Mas levar este combate para o “Silêncio” é estar a confundir as coisas. Até porque o filme não é uma aprovação da privatização da fé. É verdade que um dos efeitos da atmosfera pós-moderna e ateia em que vivemos é a retirada da igreja e do discurso religioso para a vidinha privada e a monopolização do espaço público pelo discurso laico, positivista, científico, legalista, etc. Podemos e devemos combater esta cultura. Aliás, esta coluna é um humilde esforço nesse sentido. Ser cristão não é fechar a fé no quarto, é falar à cristão na cidade.
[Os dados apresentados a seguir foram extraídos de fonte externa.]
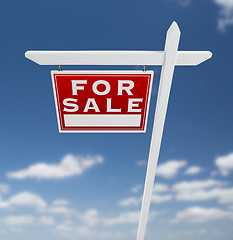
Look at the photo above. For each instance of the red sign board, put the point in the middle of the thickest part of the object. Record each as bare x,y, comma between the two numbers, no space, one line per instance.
102,101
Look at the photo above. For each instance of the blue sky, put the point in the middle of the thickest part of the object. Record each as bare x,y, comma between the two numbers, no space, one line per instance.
45,190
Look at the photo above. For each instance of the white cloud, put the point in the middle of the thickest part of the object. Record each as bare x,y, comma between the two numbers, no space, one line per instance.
136,188
132,201
200,215
65,227
203,191
170,168
226,13
156,198
4,188
90,217
197,185
61,210
130,217
160,198
69,166
223,196
60,202
141,163
127,217
160,187
24,199
18,220
193,170
46,220
225,164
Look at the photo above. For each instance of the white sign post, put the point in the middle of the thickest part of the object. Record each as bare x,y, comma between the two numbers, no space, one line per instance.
169,58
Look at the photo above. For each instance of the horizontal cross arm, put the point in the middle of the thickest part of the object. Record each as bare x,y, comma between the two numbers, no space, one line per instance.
184,58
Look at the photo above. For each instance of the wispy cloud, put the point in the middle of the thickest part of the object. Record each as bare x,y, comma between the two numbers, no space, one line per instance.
200,215
141,163
18,220
60,202
171,168
24,199
193,170
131,201
69,166
4,188
225,164
203,191
226,13
46,220
136,188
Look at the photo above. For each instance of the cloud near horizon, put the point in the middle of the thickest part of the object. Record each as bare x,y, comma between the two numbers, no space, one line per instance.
69,166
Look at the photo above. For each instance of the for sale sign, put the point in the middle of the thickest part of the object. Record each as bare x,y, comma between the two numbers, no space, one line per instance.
102,101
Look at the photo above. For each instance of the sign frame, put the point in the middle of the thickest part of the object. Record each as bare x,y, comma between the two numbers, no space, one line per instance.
100,72
168,59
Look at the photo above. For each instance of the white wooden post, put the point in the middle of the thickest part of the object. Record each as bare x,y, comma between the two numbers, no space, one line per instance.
169,58
171,46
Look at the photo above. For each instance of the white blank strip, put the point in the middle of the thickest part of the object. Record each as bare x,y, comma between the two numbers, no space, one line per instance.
110,120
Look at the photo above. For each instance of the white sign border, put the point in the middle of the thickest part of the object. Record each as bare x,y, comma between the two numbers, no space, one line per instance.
150,72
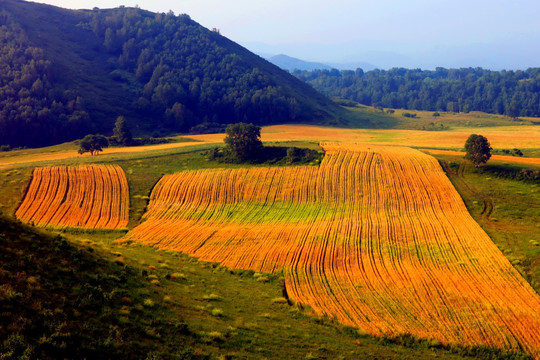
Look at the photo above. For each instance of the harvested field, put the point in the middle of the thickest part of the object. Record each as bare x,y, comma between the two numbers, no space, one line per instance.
92,197
516,159
376,237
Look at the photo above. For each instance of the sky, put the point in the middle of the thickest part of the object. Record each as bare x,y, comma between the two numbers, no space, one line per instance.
494,34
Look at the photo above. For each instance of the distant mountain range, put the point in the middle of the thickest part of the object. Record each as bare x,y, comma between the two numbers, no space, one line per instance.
291,64
67,73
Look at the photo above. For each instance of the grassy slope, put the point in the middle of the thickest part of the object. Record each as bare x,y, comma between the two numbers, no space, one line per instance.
257,336
235,314
507,209
83,66
89,297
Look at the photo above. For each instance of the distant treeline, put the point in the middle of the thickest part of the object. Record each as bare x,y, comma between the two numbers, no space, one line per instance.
33,109
164,73
514,93
186,73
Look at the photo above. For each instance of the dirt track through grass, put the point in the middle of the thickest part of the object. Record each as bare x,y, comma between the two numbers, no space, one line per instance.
376,237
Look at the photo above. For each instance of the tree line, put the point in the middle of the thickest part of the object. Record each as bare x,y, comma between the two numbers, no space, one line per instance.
513,93
33,108
165,72
186,74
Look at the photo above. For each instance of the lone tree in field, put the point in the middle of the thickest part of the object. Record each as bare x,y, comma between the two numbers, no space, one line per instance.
478,150
121,131
93,144
243,141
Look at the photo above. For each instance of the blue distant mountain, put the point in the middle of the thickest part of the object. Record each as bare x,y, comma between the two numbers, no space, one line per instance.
290,64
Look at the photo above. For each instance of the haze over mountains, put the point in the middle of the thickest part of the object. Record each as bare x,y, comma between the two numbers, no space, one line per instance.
291,64
503,55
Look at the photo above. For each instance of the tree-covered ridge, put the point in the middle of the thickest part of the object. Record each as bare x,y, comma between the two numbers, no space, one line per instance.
161,71
514,93
33,108
188,74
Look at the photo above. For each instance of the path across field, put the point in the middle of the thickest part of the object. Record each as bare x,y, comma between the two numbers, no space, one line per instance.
376,237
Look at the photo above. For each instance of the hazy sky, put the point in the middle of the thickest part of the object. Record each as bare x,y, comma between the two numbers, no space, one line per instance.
414,33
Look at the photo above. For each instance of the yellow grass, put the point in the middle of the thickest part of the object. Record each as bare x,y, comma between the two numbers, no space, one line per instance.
521,137
501,137
376,236
95,196
522,160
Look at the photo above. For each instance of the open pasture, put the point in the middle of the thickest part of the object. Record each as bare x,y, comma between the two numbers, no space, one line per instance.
376,237
93,197
525,137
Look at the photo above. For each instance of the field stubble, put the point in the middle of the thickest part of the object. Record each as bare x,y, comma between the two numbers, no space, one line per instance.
376,237
95,196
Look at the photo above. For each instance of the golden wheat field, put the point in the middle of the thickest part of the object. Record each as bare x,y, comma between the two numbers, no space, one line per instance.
376,237
94,196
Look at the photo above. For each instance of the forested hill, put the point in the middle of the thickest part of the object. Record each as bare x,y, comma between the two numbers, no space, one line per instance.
514,93
66,73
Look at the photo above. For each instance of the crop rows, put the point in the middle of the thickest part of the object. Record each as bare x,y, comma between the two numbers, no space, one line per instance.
376,237
94,196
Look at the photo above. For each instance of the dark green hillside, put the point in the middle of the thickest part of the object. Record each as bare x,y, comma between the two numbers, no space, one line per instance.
66,73
60,301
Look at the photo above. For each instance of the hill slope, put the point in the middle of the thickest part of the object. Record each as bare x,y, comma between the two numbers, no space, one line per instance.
67,73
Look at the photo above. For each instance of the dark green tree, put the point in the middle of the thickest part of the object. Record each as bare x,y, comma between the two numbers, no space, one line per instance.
243,141
121,131
512,110
478,150
93,144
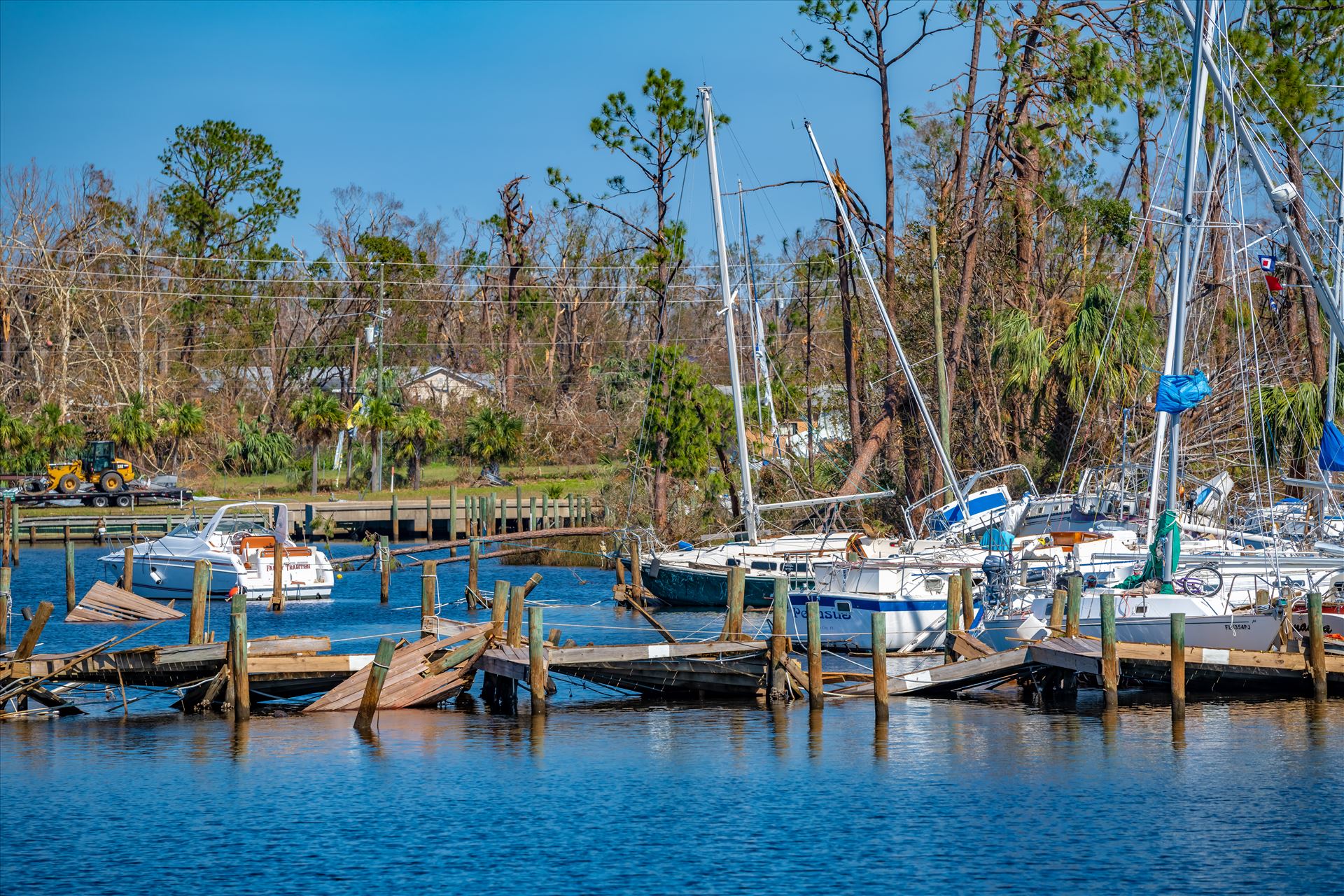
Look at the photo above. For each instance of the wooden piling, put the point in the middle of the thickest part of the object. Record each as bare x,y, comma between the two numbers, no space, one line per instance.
537,673
473,562
1057,612
374,687
636,571
968,601
737,586
1075,605
30,638
429,592
1316,647
277,578
1177,648
778,675
385,570
452,519
4,608
498,608
1109,659
815,690
514,629
200,594
70,577
879,664
238,657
Mas, mais uma vez, é um erro associar esta luta ao filme “Silêncio”.
Tendo em conta que a personagem central do filme (o jesuíta Rodrigues) faz uma apostasia pública para depois desenvolver em privado a fé, não poderíamos assumir que Scorsese defende a tal privatização pós-moderna da religião? Não. É um absurdo comparar a paz e a tranquilidade da nossa sociedade ocidental em 2017 com aquele Japão infernal. Se queremos fazer comparações históricas, devemos comparar aquele Japão não com o Ocidente de 2017, mas com a Síria ou Iraque de 2017. Nestes países, os cristãos estão a ser assassinados agora mesmo, as cristãs estão a ser violadas agora mesmo, as crianças cristãs estão a ser vendidas agora mesmo; além disso, os islamitas estão a exigir aos cristãos uma renúncia pública da sua fé e uma conversão ao islão; se recusarem, serão assassinados ou ficarão sem os filhos. Esta é mais ou menos a situação que o jesuíta Rodrigues enfrenta no filme.
Portanto, assumir que “Silêncio” é um elogio do relativismo e da apostasia é o mesmo que aceitar como genuína a conversão ao islão de um cristão que está a ver uma faca islamita encostada à garganta da filha. Quem sou eu para considerar como apóstata ou relativista um homem que sabe que a sua filha pode ser violada ou vendida como escrava sexual se não renunciar ali mesmo à fé? O que isso importa perante a gravidade da situação? E, já agora, qual é a validade jurídica e moral de uma apostasia feita debaixo de tortura? Rodrigues faz apostasia não para se salvar a si mesmo, mas para salvar outras pessoas. Ele toma aquela decisão não no conforto de uma sociedade próspera e pacificada, mas no meio do inferno. E, no inferno, o mal-menor não é relativismo, é decência. No inferno, é impossível defender a fé sem sujar as mãos, sem beliscar o legalismo. Não perceber isto é cair na arrogância do fariseu que julga os outros só através da letra da lei.
Assumir que “Silêncio” é um elogio ao relativismo só porque os jesuítas renunciaram publicamente à fé é o mesmo que dizer que as igrejas católicas clandestinas que resistiram a diversas ditaduras ateias também eram relativistas.
Tomas Halik, por exemplo, foi padre clandestino na Praga comunista. Não conheço a história dos primeiros cristãos das catacumbas pré-Constantino, mas aposto que esse cenário não terá sido muito diferente daquele que Rodrigues enfrentou no Japão e que os checos e polacos enfrentaram nos períodos mais negros da repressão comunista. Passar à clandestinidade, mentindo ao poder político, pode ser um acto cristão. Nós não devemos obediência aos ídolos nacionalistas nem sacralizamos o direito positivo. A verdade está noutro lado. A prova disso é que o cristianismo sobreviveu no Japão até hoje. Quando o Japão do século XIX (era Meiji) se abriu de novo ao exterior, alguns visitantes ocidentais repararam que muitos japoneses ainda eram cristãos. A clandestinidade resultara. Se tivesse sido o mártir perfeito na busca arrogante da cruz, Rodrigues não teria contribuído para esta sobrevivência da fé no inferno.